‘ONE area that the leader of the opposition Jeremy Corbyn and I do not agree,’ Tory PM Theresa May said in the House of Commons yesterday, ‘is on his suggestion that the UK should remain a member of the Customs Union.’
She was making a statement on her latest attempt to win concessions from the EU over her Brexit deal.
She continued: ‘I would gently point out that the House of Commons has already voted against this. And in any case, membership of the Customs Union would be a less desirable outcome than that which is provided for in the Political Declaration.’
May said: ‘On the 29th January this House gave me a clear mandate and sent an unequivocal message to the European Union.
‘Last week I took that message to Brussels. I met President Juncker, President Tusk and the President of the European Parliament Antonio Tajani, and I told them clearly what Parliament wanted in order to unite behind the Withdrawal Agreement, namely legally binding changes to the Backstop.
‘And I explained to them the three ways in which this could be achieved. First, the Backstop could be replaced with alternative arrangements to avoid a hard border between Northern Ireland and Ireland.
‘. . . Secondly there could be a legally binding time limit to the existing Backstop, or third there could be a unilateral exit clause to that Backstop.
‘… And as expected, President Juncker maintained the position that the EU would not re-open the Withdrawal Agreement. And I set out the UK’s position, strengthened by the mandate that this House gave me. That this House needs to see legally binding changes to the Backstop and that can be achieved by changes to the Withdrawal Agreement.’
Labour leader Corbyn responded: ‘The Leader of the House said that any changes to the Backstop won’t be written into the legally binding Withdrawal Agreement, can the Prime Minister confirm that?
‘As I received the Prime Minister’s letter yesterday in response to Labour’s Brexit plan, it became clear to me that the Prime Minister is merely engaged in the pretence of working across Parliament to find solutions.
‘She has not indicated that she will move one iota away from her rejected deal or any of her red lines.
‘On the Backstop the Prime Minister has pointed out that Labour also has concerns. But let’s make no mistake about this, that this has never been a major issue for the Prime Minister’s deal.
‘Indeed, in order to stop the UK falling into the Backstop we need a permanent Customs Union, and a strong Single Market deal, that is key to keeping an open border on the island of Ireland. That is key to protecting jobs, living standards and industries in this country.’
He called for the PM to ‘do the right thing to rule out no deal and back Labour’s alternative plan.’
May responded: ‘I want to see a deal that can get through the House supported by all members of my own party and my own confidence and supply partners. But it is actually, I think in the interest of this Parliament and in the interest of taking legislation forward if we see a strong vote from across the whole House in the relation to this issue.

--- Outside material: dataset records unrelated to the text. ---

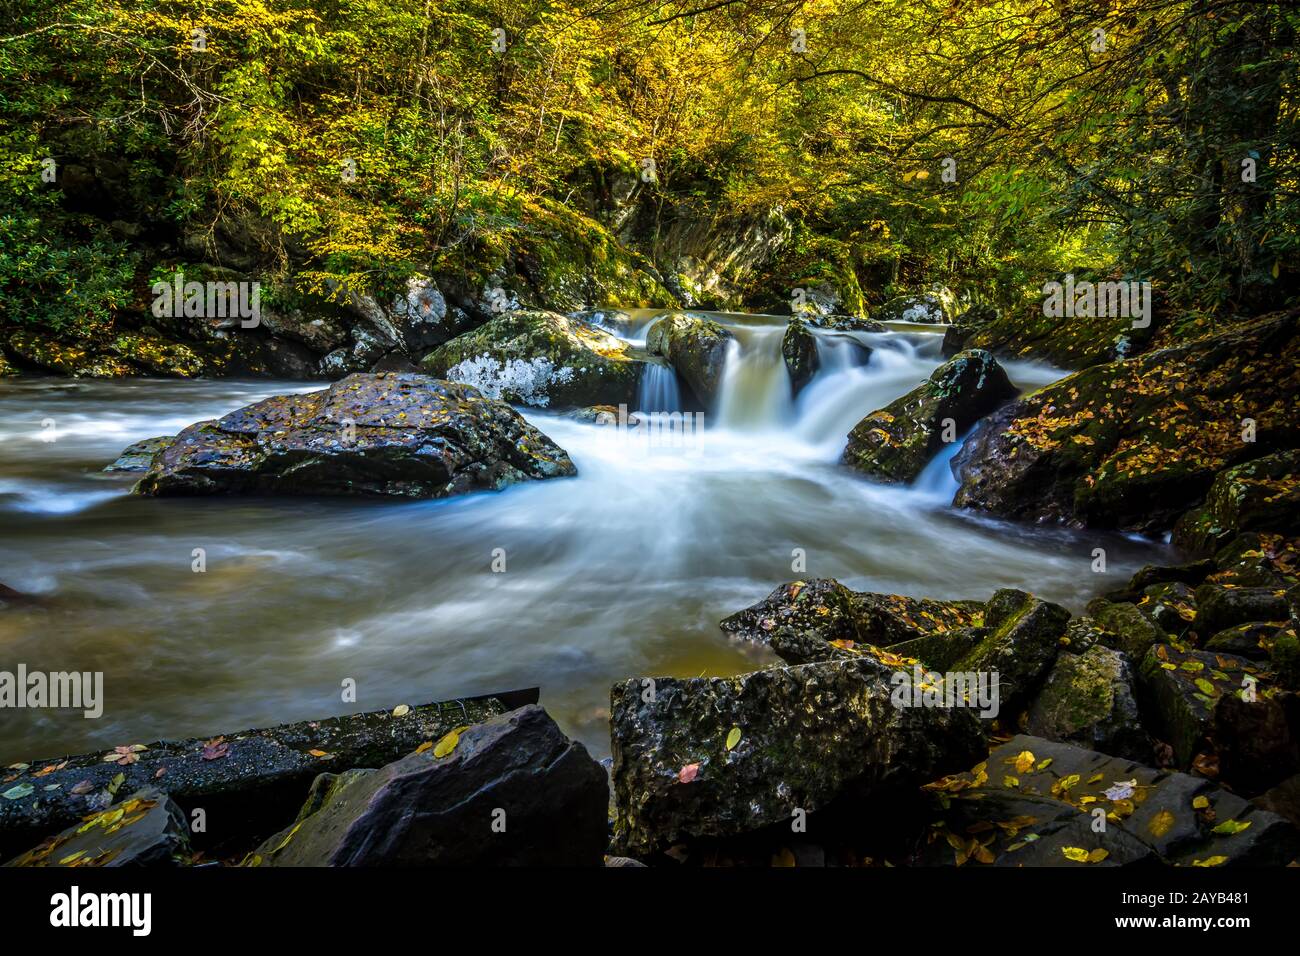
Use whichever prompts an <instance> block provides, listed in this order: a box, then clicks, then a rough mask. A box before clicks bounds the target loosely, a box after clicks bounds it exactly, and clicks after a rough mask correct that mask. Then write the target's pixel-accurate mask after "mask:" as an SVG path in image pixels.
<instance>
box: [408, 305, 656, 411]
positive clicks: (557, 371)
mask: <svg viewBox="0 0 1300 956" xmlns="http://www.w3.org/2000/svg"><path fill="white" fill-rule="evenodd" d="M643 368H645V363H643V362H641V360H638V359H637V358H636V356H633V355H632V352H630V351H629V350H628V345H627V342H624V341H623V339H621V338H619V337H617V336H614V334H611V333H608V332H606V330H604V329H599V328H597V326H594V325H589V324H588V323H585V321H581V320H580V319H571V317H568V316H563V315H559V313H556V312H546V311H543V310H539V308H517V310H513V311H511V312H504V313H503V315H499V316H497V317H495V319H491V320H490V321H487V323H486V324H484V325H480V326H478V328H477V329H474V330H472V332H467V333H464V334H461V336H456V337H455V338H452V339H451V341H450V342H446V343H445V345H442V346H439V347H437V349H435V350H433V351H432V352H429V354H428V355H425V356H424V359H421V360H420V369H421V371H422V372H426V373H429V375H434V376H438V377H439V378H450V380H452V381H461V382H467V384H469V385H474V386H476V388H478V389H480V390H481V392H484V394H486V395H489V397H491V398H503V399H504V401H507V402H513V403H517V405H533V406H545V407H551V408H573V407H582V406H590V405H614V406H617V405H628V406H630V405H632V403H633V402H634V401H636V397H637V386H638V384H640V381H641V372H642V371H643Z"/></svg>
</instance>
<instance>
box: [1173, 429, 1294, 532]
mask: <svg viewBox="0 0 1300 956" xmlns="http://www.w3.org/2000/svg"><path fill="white" fill-rule="evenodd" d="M1243 531H1269V532H1277V533H1283V535H1296V533H1300V449H1291V450H1288V451H1279V453H1277V454H1274V455H1265V457H1264V458H1257V459H1255V460H1253V462H1245V463H1243V464H1238V466H1236V467H1232V468H1227V470H1225V471H1222V472H1219V473H1218V476H1217V477H1216V479H1214V484H1213V485H1210V490H1209V493H1208V494H1206V496H1205V503H1204V505H1203V506H1201V507H1199V509H1195V510H1192V511H1188V512H1187V514H1186V515H1183V516H1182V518H1179V519H1178V524H1175V525H1174V544H1175V545H1178V546H1179V548H1183V549H1184V550H1188V551H1192V553H1199V554H1204V553H1208V551H1213V550H1216V549H1217V548H1221V546H1223V545H1225V544H1227V542H1229V541H1230V540H1231V538H1232V537H1234V536H1236V535H1238V533H1240V532H1243Z"/></svg>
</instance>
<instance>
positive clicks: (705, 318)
mask: <svg viewBox="0 0 1300 956" xmlns="http://www.w3.org/2000/svg"><path fill="white" fill-rule="evenodd" d="M733 341H735V336H733V334H732V333H731V332H729V330H728V329H725V328H723V326H722V325H719V324H718V323H715V321H714V320H712V319H707V317H705V316H699V315H692V313H689V312H669V313H668V315H666V316H663V317H662V319H659V320H658V321H655V324H654V325H651V326H650V330H649V332H647V333H646V351H649V352H650V354H651V355H659V356H660V358H664V359H667V360H668V362H669V364H672V367H673V368H675V369H677V375H679V376H680V377H681V380H682V381H685V382H686V385H688V386H689V388H690V390H692V392H693V393H694V395H695V399H697V401H698V402H699V403H701V405H703V406H705V407H712V405H714V399H716V397H718V388H719V385H722V380H723V371H724V368H725V365H727V352H728V351H729V350H731V343H732V342H733Z"/></svg>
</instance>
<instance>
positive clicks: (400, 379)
mask: <svg viewBox="0 0 1300 956" xmlns="http://www.w3.org/2000/svg"><path fill="white" fill-rule="evenodd" d="M576 473H577V471H576V468H575V467H573V463H572V462H571V460H569V457H568V454H567V453H565V451H564V450H563V449H560V447H559V446H558V445H555V442H552V441H551V440H550V438H547V437H546V436H545V434H542V433H541V432H539V431H537V429H536V428H533V427H532V425H530V424H528V421H525V420H524V418H523V416H521V415H519V414H517V412H516V411H515V410H513V408H511V407H510V406H508V405H506V403H504V402H500V401H497V399H491V398H485V397H484V395H482V394H480V392H478V390H477V389H474V388H473V386H469V385H460V384H455V382H446V381H439V380H437V378H430V377H428V376H422V375H412V373H377V375H351V376H348V377H347V378H344V380H342V381H339V382H335V384H333V385H330V386H329V388H328V389H325V390H322V392H311V393H307V394H296V395H277V397H274V398H268V399H265V401H261V402H257V403H255V405H250V406H247V407H244V408H240V410H238V411H234V412H231V414H229V415H226V416H225V418H221V419H217V420H213V421H199V423H198V424H194V425H190V427H188V428H186V429H185V431H183V432H181V433H179V434H178V436H177V438H175V441H174V442H173V444H172V445H170V446H169V447H166V449H164V450H162V451H161V453H159V454H157V455H156V457H155V458H153V462H152V464H151V467H149V470H148V472H147V473H146V475H144V477H142V479H140V481H139V483H138V484H136V486H135V492H136V493H138V494H147V496H159V497H161V496H198V494H311V496H385V497H403V498H445V497H448V496H452V494H463V493H465V492H476V490H487V489H499V488H503V486H506V485H510V484H513V483H517V481H529V480H537V479H551V477H563V476H571V475H576Z"/></svg>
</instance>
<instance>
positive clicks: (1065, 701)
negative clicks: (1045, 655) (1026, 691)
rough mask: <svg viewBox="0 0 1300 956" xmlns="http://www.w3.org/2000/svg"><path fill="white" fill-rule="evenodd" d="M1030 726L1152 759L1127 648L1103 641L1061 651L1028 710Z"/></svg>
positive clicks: (1080, 746) (1106, 747)
mask: <svg viewBox="0 0 1300 956" xmlns="http://www.w3.org/2000/svg"><path fill="white" fill-rule="evenodd" d="M1026 730H1027V731H1028V732H1030V734H1034V735H1036V736H1040V737H1047V739H1048V740H1061V741H1063V743H1067V744H1076V745H1079V747H1086V748H1088V749H1089V750H1101V752H1102V753H1109V754H1112V756H1115V757H1128V758H1131V760H1136V761H1141V762H1149V761H1151V758H1152V745H1151V737H1149V736H1148V735H1147V731H1144V730H1143V727H1141V721H1140V717H1139V713H1138V697H1136V693H1135V689H1134V672H1132V666H1131V665H1130V663H1128V658H1127V657H1125V654H1123V652H1119V650H1112V649H1110V648H1105V646H1102V645H1100V644H1096V645H1093V646H1092V648H1089V649H1088V650H1086V652H1084V653H1082V654H1060V656H1058V657H1057V661H1056V665H1054V666H1053V667H1052V670H1050V672H1049V674H1048V676H1047V680H1044V683H1043V689H1041V691H1039V695H1037V697H1035V700H1034V704H1032V705H1031V706H1030V710H1028V719H1027V722H1026Z"/></svg>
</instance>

‘The tone of the response of the Leader of the Opposition did not give much encouragement in relation to that issue, but we will continue to talk to the Labour Party back bench.’
SNP’s Ian Blackford said: ‘What does the Prime Minister not understand of this: The EU will not re-open the Withdrawal Agreement that she signed up to.’ He then called for an extension to Article 50.

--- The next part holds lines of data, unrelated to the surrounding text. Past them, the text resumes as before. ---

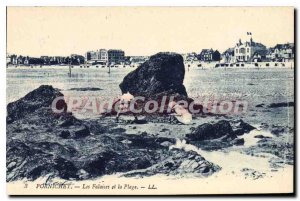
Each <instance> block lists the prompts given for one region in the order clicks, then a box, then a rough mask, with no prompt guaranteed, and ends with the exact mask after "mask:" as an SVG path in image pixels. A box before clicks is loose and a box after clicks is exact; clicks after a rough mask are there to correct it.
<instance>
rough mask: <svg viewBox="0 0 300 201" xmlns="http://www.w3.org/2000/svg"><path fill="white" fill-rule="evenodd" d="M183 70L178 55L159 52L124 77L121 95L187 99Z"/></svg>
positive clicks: (179, 57) (175, 54)
mask: <svg viewBox="0 0 300 201" xmlns="http://www.w3.org/2000/svg"><path fill="white" fill-rule="evenodd" d="M184 74H185V68H184V64H183V58H182V56H181V55H180V54H176V53H169V52H161V53H157V54H155V55H153V56H151V57H150V59H149V60H148V61H146V62H145V63H143V64H142V65H141V66H139V67H138V68H137V69H136V70H134V71H132V72H131V73H129V74H128V75H127V76H125V77H124V79H123V81H122V83H121V84H120V88H121V91H122V93H126V92H129V93H131V94H132V95H134V96H144V97H146V98H153V97H155V96H157V95H158V94H166V95H180V96H185V97H187V93H186V90H185V87H184V85H183V79H184Z"/></svg>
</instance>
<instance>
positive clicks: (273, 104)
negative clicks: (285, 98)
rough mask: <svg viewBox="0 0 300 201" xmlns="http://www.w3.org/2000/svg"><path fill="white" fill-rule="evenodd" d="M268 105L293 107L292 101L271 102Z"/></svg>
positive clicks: (285, 106) (272, 105)
mask: <svg viewBox="0 0 300 201" xmlns="http://www.w3.org/2000/svg"><path fill="white" fill-rule="evenodd" d="M268 107H269V108H277V107H294V102H281V103H271V104H270V105H269V106H268Z"/></svg>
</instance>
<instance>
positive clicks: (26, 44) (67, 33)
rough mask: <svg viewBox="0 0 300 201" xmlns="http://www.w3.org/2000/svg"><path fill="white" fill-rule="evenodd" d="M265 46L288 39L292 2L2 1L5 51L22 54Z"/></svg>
mask: <svg viewBox="0 0 300 201" xmlns="http://www.w3.org/2000/svg"><path fill="white" fill-rule="evenodd" d="M247 32H252V37H253V40H254V41H256V42H261V43H263V44H264V45H266V46H267V47H272V46H275V45H276V44H277V43H287V42H294V9H293V8H292V7H8V8H7V52H8V53H10V54H13V53H14V54H17V55H20V54H21V55H24V56H27V55H28V56H36V57H39V56H42V55H48V56H69V55H70V54H81V55H84V54H85V52H86V51H89V50H97V49H100V48H105V49H122V50H124V51H125V55H128V56H133V55H136V56H138V55H146V56H149V55H153V54H155V53H157V52H160V51H171V52H177V53H187V52H197V53H199V52H200V51H201V50H202V49H207V48H213V49H218V50H219V51H220V52H223V51H225V50H226V49H227V48H230V47H234V45H235V44H236V43H237V42H238V40H239V38H241V39H242V41H245V40H249V36H247Z"/></svg>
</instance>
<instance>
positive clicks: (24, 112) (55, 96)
mask: <svg viewBox="0 0 300 201" xmlns="http://www.w3.org/2000/svg"><path fill="white" fill-rule="evenodd" d="M57 97H63V94H62V93H61V92H60V91H59V90H58V89H55V88H53V87H52V86H50V85H41V86H40V87H39V88H37V89H35V90H33V91H31V92H29V93H28V94H27V95H26V96H24V97H23V98H21V99H19V100H17V101H15V102H12V103H9V104H8V105H7V123H11V122H13V121H15V120H18V119H21V118H24V117H25V116H27V115H29V114H32V113H34V112H36V111H37V110H39V109H41V108H50V106H51V104H52V102H53V100H54V99H55V98H57ZM56 107H57V109H59V110H60V109H64V111H66V110H67V104H66V103H65V101H64V100H59V101H58V102H57V105H56Z"/></svg>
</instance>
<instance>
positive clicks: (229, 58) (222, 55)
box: [221, 48, 235, 63]
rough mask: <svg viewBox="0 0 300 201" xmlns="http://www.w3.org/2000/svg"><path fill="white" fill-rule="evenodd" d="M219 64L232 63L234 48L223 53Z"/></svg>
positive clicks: (232, 60)
mask: <svg viewBox="0 0 300 201" xmlns="http://www.w3.org/2000/svg"><path fill="white" fill-rule="evenodd" d="M221 62H222V63H234V62H235V58H234V48H228V49H227V50H225V52H223V54H222V55H221Z"/></svg>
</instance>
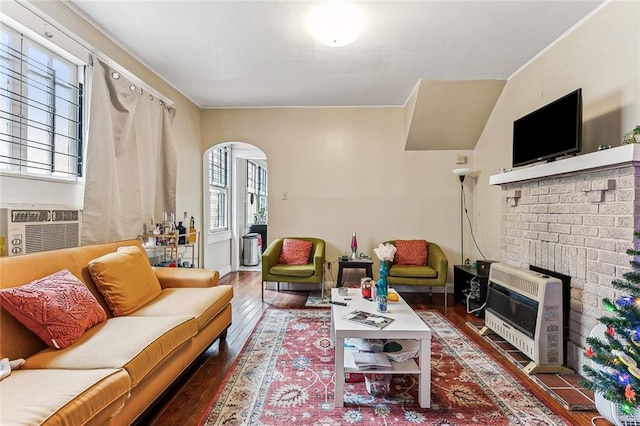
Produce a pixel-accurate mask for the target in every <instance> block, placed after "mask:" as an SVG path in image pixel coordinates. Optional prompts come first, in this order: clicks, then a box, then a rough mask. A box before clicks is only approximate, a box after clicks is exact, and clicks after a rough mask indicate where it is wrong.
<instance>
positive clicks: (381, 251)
mask: <svg viewBox="0 0 640 426" xmlns="http://www.w3.org/2000/svg"><path fill="white" fill-rule="evenodd" d="M396 250H397V249H396V246H394V245H393V244H391V243H387V244H380V245H378V247H377V248H374V249H373V252H374V253H375V254H376V256H378V259H380V261H385V260H386V261H389V262H391V261H393V257H394V256H395V255H396Z"/></svg>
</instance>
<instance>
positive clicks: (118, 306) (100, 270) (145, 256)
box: [89, 246, 162, 316]
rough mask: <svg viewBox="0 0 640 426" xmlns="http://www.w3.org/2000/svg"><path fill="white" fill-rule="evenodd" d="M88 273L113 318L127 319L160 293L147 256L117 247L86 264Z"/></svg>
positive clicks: (126, 247) (141, 253) (158, 285)
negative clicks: (104, 299) (90, 274)
mask: <svg viewBox="0 0 640 426" xmlns="http://www.w3.org/2000/svg"><path fill="white" fill-rule="evenodd" d="M89 272H91V277H92V278H93V281H94V282H95V283H96V287H98V290H100V293H102V295H103V296H104V298H105V300H106V302H107V305H109V308H110V309H111V311H112V312H113V315H115V316H122V315H128V314H130V313H132V312H134V311H135V310H136V309H138V308H140V307H142V306H144V305H146V304H147V303H149V302H150V301H152V300H153V299H155V298H156V297H158V296H159V295H160V293H161V292H162V288H161V287H160V283H159V282H158V279H157V278H156V275H155V274H154V273H153V270H152V269H151V264H150V263H149V258H148V257H147V255H146V253H145V252H144V251H143V250H141V249H140V248H139V247H137V246H126V247H120V248H118V250H117V251H116V252H114V253H109V254H106V255H104V256H102V257H99V258H97V259H94V260H92V261H91V262H89Z"/></svg>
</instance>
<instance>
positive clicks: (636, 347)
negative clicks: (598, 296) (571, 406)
mask: <svg viewBox="0 0 640 426" xmlns="http://www.w3.org/2000/svg"><path fill="white" fill-rule="evenodd" d="M634 236H635V240H636V241H637V240H638V239H640V232H638V231H636V232H635V233H634ZM627 254H628V255H629V256H632V257H633V258H632V260H631V261H630V262H629V263H630V264H631V267H632V268H633V271H631V272H627V273H625V274H623V277H624V280H622V279H614V280H613V281H612V282H611V285H612V286H613V287H614V288H616V289H618V290H622V291H623V295H622V296H620V297H618V298H617V299H616V300H615V302H612V301H611V300H609V299H608V298H605V299H603V300H602V306H603V307H604V308H605V310H606V311H607V312H609V313H611V314H613V315H611V316H603V317H600V318H598V321H600V323H602V324H603V325H605V326H606V327H607V332H606V333H605V336H604V338H599V337H588V338H587V339H586V342H587V349H586V351H585V355H586V356H587V357H588V358H589V359H591V361H593V362H595V363H596V364H598V365H599V366H600V368H592V367H590V366H589V365H584V366H583V367H582V370H583V371H584V373H585V375H586V376H585V377H586V378H587V379H588V380H586V381H582V383H581V384H582V385H583V386H585V387H586V388H587V389H591V390H592V391H594V392H598V393H600V394H601V395H602V396H603V397H604V398H605V399H606V400H608V401H611V402H613V403H616V404H618V406H619V407H620V409H621V411H622V412H623V413H625V414H631V413H633V412H634V410H635V409H637V408H638V407H639V406H640V395H638V397H637V399H636V393H637V392H640V368H639V364H640V287H639V284H640V261H639V260H638V259H640V251H638V250H635V249H629V250H627Z"/></svg>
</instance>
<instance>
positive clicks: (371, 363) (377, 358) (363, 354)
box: [352, 352, 392, 370]
mask: <svg viewBox="0 0 640 426" xmlns="http://www.w3.org/2000/svg"><path fill="white" fill-rule="evenodd" d="M352 355H353V363H354V364H355V365H356V367H357V368H358V370H391V369H392V367H391V361H389V358H388V357H387V355H386V354H385V353H384V352H353V353H352Z"/></svg>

Tory MP Boris Johnson asked: ‘Can the PM confirm that there is no point in having a time limit on the Backstop unless that is written into the treaty itself?’
May replied: ‘This is the point that I have been making to the European Union, that one of the concerns of this House was that any assurances that were given in terms of the temporary nature of the Backstop, in early January, were not of the same legal form as the international treaty which forms the Withdrawal Agreement. That is why, what we are asking for is legally binding status to these and that is through the Withdrawal Agreement.’